Senior Director of Million-Greenback Regexes – O’Reilly

| The next article initially appeared on Medium and is being republished right here with the creator’s permission. |
Don’t get me improper, I’m up all night time utilizing these instruments.
However I additionally sense we’re heading for an costly hangover. The opposite day, a colleague advised me a couple of new proposal to route 1,000,000 paperwork a day via a system that identifies and removes Social Safety numbers.

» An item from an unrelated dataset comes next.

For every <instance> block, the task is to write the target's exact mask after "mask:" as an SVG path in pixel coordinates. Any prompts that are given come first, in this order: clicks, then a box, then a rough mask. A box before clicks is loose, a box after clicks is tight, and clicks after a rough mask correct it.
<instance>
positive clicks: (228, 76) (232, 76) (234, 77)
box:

I joked that this was going to be a “million-dollar common expression.”
Run the maths on the “naïve” implementation with full GPT-5 and it’s eye-watering: 1,000,000 messages a day at ~50K characters every works out to round 12.5 billion tokens day by day, or $15,000 a day at present pricing. That’s practically $6 million a yr to verify for Social Safety numbers. Even in case you migrate to GPT-5 Nano, you continue to spend about $230,000 a yr.
That’s successful. You “saved” $5.77 million a yr…
How about working this code for 1,000,000 paperwork a day? How a lot would this value:
import re; s = re.sub(r”bd{3}[- ]?d{2}[- ]?d{4}b”, “[REDACTED]”, s)
A plain outdated EC2 occasion may deal with this… A single EC2 occasion—one thing like an m1.small at 30 bucks a month—may churn via the identical workload with a regex and value you a number of hundred {dollars} a yr.
Which implies that in apply, firms will probably be calling folks like me in a yr saying, “We’re burning 1,000,000 {dollars} to do one thing that ought to value a fraction of that—are you able to repair it?”
From $15,000/day to $0.96/day—I do suppose we’re about to see a whole lot of firms notice {that a} considering mannequin linked to an MCP server is far more costly than simply paying somebody to put in writing a bash script. Beginning now, you’ll be capable of make a profession out of un-LLM-ifying functions.